具体神经网络输入时的维度是（20, 128, 2），其中第一个维度20指的是 batch_size=20。这里通过fc0的升维操作变成 (20, 128, 64)。既达到了和网格数量多少无关，又提高了维度，这一步也是 FNO 输入与网格粗细无关的重要一环(另一环和傅立叶变换后取固定长度模式有关)。

提升维度有两个好处：

因为目前维度(128, 2)的特征不过是一个更高维度的函数空间在有限维度的投影，目前这个长度可能不足以表征原始函数空间到另一个函数空间的映射(或者说不能在要求的精度下完成)，因此这一步操作把特征的长度扩充到了(128, 64)，之后的神经网络变换都在这个大小基础上进行(在更接近原来函数空间的一个高维空间进行)，能够学习到更复杂的变换，最后再投影回低维度。
保持第一个维度128不变。一方面这样可以做到和网格粗细无关，另一方面也是考虑到后续的傅立叶变换。因为第一个维度是有物理意义的，它是和位置/网格直接关联的，对这个维度进行傅立叶变换是一个更有物理意义的操作(后续有一个permute操作)，倘若再这个维度进行升维，就失去了原有的物理意义(到了一个更抽象的高维空间，对它进行傅立叶变换的话可能可行，但很难讲出道理)。

最后从forward函数看看整体流程：

def forward(self, x):

	x = self.fc0(x) # (20, 128, 64)
	x = x.permute(0, 2, 1)
	"""
	torch.permute 其实就是对数组不同维度进行变换，本例的结果就会导致 x'[a, b, c] = x[a, c, b],
	那么维度也随之从原来的(20, 128, 64)变为(20, 64, 128)，之所以做这个变换也是因为之后的傅立叶变换
	是针对长度为128的那个和位置相关的维度, 而人们习惯于操作最后一个维度, 因此把这个维度变换到最后一维。
	"""

	x1 = self.conv0(x) # x1维度 (20, 64, 128)
	x2 = self.w0(x)    # x2维度 (20, 64, 128)
	x = x1 + x2
	x = F.relu(x)

	x1 = self.conv1(x)
	x2 = self.w1(x)
	x = x1 + x2
	x = F.relu(x)

	x1 = self.conv2(x)
	x2 = self.w2(x)
	x = x1 + x2
	x = F.relu(x)

	x1 = self.conv3(x)
	x2 = self.w3(x)
	x = x1 + x2

	x = x.permute(0, 2, 1)
	x = self.fc1(x)
	x = F.relu(x)
	x = self.fc2(x)
	return x # (20, 128, 1)

可以看到升维和降维之间有4个傅里叶层：

x1 = self.conv0(x) 
x2 = self.w0(x)   
x = x1 + x2
x = F.relu(x)

与前面网络结构图展示的一致，一个傅里叶块包括一个傅里叶层和一个偏置，其中偏置是一个一维卷基层，输入通道输和输出通道数相等为width=64，卷积核大小为1x1。二者相加，再有一个激活函数。

class SpectralConv1d

下面是傅里叶层的具体实现：

class SpectralConv1d(nn.Module):
    def __init__(self, in_channels, out_channels, modes1):  # modes1 = 16
        super(SpectralConv1d, self).__init__()

        """
        1D Fourier layer. It does FFT, linear transform, and Inverse FFT.    
        """

        self.in_channels = in_channels
        self.out_channels = out_channels
        self.modes1 = modes1  #Number of Fourier modes to multiply, at most floor(N/2) + 1

        self.scale = (1 / (in_channels*out_channels))
        self.weights1 = nn.Parameter(self.scale * torch.rand(in_channels, out_channels, self.modes1, dtype=torch.cfloat))
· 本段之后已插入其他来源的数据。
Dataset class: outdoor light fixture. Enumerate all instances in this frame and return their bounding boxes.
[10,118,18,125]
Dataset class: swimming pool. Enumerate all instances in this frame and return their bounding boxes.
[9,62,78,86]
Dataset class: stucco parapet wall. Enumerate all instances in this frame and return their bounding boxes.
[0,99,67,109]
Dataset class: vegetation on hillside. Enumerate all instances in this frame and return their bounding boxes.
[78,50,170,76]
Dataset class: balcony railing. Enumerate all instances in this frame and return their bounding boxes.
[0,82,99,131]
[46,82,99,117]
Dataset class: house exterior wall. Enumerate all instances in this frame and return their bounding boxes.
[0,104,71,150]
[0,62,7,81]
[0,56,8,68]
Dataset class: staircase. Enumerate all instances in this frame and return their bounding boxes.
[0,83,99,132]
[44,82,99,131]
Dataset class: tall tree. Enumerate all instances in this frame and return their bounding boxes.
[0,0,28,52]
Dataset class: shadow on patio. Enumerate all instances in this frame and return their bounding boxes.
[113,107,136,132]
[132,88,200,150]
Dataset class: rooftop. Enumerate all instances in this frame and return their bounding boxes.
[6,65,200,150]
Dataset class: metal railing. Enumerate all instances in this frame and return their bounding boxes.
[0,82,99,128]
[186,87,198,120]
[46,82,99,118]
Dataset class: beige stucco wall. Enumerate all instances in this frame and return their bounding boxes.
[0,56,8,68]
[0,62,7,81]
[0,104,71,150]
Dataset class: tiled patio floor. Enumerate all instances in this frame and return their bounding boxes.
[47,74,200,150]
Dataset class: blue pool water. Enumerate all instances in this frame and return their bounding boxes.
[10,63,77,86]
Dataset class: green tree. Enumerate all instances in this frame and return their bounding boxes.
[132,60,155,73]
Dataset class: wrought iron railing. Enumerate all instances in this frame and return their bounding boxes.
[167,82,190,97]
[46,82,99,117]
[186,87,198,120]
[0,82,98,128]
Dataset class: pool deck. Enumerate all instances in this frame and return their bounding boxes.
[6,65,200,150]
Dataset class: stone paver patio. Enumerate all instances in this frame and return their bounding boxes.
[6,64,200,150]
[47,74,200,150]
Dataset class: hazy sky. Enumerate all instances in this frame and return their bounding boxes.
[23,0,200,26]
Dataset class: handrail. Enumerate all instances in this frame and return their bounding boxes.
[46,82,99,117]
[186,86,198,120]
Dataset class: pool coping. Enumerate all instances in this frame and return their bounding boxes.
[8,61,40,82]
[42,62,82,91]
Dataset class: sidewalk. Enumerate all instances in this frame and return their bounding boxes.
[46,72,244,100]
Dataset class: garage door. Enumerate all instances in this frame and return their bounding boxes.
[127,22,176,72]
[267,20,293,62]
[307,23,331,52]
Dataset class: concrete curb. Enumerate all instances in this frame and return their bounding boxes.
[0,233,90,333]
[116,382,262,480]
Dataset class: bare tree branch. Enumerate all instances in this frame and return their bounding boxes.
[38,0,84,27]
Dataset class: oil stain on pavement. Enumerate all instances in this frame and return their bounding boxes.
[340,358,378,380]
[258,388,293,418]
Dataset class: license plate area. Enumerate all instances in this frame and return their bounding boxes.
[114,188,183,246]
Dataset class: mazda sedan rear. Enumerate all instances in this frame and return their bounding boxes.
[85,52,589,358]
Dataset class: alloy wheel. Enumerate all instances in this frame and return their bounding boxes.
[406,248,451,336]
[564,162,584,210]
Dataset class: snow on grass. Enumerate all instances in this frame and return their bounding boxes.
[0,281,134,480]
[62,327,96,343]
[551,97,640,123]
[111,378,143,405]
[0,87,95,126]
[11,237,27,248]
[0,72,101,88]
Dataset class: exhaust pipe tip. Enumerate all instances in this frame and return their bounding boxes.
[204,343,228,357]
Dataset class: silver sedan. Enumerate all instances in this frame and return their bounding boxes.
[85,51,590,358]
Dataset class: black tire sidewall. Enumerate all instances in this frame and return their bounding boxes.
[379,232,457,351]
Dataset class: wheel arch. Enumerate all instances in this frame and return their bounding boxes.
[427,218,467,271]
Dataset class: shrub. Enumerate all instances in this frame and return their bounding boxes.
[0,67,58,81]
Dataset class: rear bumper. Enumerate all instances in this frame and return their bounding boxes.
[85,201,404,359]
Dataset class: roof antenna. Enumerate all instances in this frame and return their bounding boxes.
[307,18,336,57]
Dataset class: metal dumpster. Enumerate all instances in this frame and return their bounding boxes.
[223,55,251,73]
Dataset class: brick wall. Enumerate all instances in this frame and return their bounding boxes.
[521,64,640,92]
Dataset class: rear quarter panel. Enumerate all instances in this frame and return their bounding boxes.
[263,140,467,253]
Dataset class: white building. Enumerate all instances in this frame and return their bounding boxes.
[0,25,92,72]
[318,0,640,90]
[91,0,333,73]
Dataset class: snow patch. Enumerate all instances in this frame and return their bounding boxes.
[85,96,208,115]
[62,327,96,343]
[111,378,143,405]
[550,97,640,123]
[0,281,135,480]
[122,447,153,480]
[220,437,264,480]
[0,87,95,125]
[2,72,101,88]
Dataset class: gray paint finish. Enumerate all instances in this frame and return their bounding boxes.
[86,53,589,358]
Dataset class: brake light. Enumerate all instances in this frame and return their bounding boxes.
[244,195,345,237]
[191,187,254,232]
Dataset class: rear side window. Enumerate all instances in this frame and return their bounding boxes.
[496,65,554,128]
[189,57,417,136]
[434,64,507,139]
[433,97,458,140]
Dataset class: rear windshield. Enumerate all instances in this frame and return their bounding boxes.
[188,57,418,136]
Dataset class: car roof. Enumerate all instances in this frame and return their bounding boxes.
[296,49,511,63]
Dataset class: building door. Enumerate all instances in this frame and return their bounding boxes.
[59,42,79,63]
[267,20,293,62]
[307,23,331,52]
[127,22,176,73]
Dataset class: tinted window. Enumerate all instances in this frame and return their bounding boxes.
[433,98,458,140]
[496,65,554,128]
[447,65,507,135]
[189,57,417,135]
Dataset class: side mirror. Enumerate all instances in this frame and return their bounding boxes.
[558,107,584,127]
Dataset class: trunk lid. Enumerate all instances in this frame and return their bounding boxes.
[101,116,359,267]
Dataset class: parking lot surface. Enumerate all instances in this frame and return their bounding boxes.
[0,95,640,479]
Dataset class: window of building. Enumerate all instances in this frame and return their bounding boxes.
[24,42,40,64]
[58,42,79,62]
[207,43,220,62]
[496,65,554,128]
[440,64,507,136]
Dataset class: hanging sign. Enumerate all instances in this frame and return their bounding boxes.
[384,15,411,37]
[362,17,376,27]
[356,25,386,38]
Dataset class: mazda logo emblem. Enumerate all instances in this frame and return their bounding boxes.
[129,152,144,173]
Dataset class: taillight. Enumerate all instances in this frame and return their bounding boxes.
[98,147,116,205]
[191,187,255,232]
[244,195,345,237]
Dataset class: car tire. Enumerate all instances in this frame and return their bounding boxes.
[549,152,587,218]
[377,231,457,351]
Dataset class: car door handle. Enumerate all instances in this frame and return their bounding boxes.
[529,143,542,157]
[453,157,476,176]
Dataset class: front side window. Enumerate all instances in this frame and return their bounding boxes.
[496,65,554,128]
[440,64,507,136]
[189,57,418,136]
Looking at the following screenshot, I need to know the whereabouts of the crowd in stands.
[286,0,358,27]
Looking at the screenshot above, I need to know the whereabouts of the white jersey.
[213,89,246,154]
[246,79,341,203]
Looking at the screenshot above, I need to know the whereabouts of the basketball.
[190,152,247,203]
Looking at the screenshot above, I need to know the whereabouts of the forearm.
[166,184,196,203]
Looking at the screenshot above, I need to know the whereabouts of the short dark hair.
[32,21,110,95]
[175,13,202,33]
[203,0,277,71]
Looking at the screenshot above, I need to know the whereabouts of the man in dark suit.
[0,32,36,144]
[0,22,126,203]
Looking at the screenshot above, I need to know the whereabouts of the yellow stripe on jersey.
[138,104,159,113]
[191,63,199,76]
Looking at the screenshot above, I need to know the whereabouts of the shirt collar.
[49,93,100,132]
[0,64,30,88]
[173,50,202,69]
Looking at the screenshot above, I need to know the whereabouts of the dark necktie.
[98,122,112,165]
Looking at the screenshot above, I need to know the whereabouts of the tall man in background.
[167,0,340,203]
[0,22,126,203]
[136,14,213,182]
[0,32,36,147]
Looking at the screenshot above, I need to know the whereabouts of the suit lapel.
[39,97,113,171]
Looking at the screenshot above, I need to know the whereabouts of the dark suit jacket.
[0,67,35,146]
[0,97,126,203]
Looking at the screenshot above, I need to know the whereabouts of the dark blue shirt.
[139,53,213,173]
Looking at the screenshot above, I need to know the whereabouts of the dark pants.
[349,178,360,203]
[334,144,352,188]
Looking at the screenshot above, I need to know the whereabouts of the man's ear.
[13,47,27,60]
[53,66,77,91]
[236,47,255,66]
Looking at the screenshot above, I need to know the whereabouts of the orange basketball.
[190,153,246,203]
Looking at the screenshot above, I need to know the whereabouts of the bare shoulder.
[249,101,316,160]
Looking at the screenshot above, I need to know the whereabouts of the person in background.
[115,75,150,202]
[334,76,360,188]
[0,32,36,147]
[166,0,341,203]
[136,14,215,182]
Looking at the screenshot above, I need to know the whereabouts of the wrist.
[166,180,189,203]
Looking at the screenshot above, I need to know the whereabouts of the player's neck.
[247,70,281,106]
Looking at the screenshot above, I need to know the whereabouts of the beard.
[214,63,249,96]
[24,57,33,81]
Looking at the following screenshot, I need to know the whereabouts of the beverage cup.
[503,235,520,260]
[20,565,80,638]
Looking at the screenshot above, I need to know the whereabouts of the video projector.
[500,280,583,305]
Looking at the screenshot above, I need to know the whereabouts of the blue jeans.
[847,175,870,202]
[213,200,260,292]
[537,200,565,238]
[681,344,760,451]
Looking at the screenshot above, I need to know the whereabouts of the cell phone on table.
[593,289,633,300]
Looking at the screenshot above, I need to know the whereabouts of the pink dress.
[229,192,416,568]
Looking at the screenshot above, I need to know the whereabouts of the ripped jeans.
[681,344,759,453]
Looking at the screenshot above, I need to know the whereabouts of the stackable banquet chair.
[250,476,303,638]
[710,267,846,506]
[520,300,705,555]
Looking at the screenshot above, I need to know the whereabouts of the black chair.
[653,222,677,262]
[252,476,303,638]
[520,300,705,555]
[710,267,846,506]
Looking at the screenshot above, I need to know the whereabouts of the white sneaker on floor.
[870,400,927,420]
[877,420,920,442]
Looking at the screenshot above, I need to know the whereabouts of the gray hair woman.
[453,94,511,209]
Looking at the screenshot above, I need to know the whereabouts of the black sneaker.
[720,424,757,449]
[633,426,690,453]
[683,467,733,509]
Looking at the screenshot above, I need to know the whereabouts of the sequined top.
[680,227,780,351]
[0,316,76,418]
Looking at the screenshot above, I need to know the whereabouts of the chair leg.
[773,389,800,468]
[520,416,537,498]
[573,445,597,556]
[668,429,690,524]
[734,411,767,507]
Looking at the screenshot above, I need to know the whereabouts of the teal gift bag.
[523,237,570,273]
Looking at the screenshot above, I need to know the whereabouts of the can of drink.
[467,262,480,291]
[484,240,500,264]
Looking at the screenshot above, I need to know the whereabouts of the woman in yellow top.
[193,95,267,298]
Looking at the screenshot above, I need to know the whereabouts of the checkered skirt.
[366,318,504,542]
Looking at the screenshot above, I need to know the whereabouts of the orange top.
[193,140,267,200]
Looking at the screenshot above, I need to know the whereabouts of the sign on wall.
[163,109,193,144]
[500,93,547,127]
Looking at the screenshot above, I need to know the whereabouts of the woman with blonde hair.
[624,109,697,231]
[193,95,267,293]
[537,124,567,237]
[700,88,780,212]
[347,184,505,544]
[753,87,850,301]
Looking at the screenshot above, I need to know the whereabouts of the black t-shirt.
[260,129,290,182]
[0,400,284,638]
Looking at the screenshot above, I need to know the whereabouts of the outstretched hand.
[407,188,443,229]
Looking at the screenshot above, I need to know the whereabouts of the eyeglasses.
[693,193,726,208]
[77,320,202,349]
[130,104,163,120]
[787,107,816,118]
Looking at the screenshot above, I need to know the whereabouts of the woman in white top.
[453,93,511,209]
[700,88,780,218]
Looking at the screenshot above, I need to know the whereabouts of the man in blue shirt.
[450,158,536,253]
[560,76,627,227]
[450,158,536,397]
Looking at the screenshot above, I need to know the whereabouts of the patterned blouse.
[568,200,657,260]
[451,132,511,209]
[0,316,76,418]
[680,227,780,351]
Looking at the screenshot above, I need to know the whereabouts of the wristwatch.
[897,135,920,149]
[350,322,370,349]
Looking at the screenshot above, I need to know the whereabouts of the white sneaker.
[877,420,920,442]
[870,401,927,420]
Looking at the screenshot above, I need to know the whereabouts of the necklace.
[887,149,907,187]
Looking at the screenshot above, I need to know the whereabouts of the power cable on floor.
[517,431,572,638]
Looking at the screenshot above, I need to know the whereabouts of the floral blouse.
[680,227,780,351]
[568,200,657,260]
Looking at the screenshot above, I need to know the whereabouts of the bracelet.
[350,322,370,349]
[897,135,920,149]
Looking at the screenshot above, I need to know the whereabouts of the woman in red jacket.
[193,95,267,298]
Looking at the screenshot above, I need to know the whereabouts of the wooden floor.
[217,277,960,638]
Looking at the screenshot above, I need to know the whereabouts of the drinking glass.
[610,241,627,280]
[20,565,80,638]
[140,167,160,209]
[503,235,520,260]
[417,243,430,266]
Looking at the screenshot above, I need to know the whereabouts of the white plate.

    # Complex multiplication
    def compl_mul1d(self, input, weights):
        # (batch, in_channel, x ), (in_channel, out_channel, x) -> (batch, out_channel, x)
        return torch.einsum("bix,iox->box", input, weights)

    def forward(self, x):
        batchsize = x.shape[0] # 不一定等于20(最后一轮迭代可能不整除)
        #Compute Fourier coeffcients up to factor of e^(- something constant)
        x_ft = torch.fft.rfft(x)
        # 傅立叶变换，默认是对最后一个维度，例如输入是(20, 64, 128)，则会对20\times 64个长度为128的向量做傅立叶变换，输出长度为65的向量，代表频域的系数

        # Multiply relevant Fourier modes
        out_ft = torch.zeros(batchsize, self.out_channels, x.size(-1)//2 + 1,  device=x.device, dtype=torch.cfloat)
        out_ft[:, :, :self.modes1] = self.compl_mul1d(x_ft[:, :, :self.modes1], self.weights1)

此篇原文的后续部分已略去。